K- Nearest Neighbor and Foreign Exchange Rate Forecasting (304959)

*Vindya Kumari Pathirana, University of Connecticut 

Keywords: Foreign Exchange Trading, k-Nearest Neighbor Algorithm, Mahalanobis Distance, ARIMA, Multi-step Ahead Time Series Forecasting

K- Nearest Neighbor Algorithms are among the most popular non-linear pattern recognition methods outperform that outperform the available linear forecasting methods for the high frequency foreign exchange data. In this work, we used five different foreign currencies, which are among the most traded currencies, to compare the performances of the k-NN algorithm with traditional Euclidean and Absolute distances to performances with the proposed Mahalanobis distance.

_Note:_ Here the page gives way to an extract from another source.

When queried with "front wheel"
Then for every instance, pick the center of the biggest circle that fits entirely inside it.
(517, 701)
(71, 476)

The performances were compared in two ways: (i) forecast accuracy and (ii) transforming their forecasts in to a more effective technical trading rule. The results were obtained with real FX trading data, and the results showed that the method introduced in this work outperforms the other popular methods. Apart from the distance choice, we conducted a thorough investigation of optimal parameter choice with different distance measures. We also adopted the concept of distance based weighting to the NN and compared the performances with traditional unweighted NN algorithm based forecasting. The concept of dynamically adopted number of neighbors was also investigated.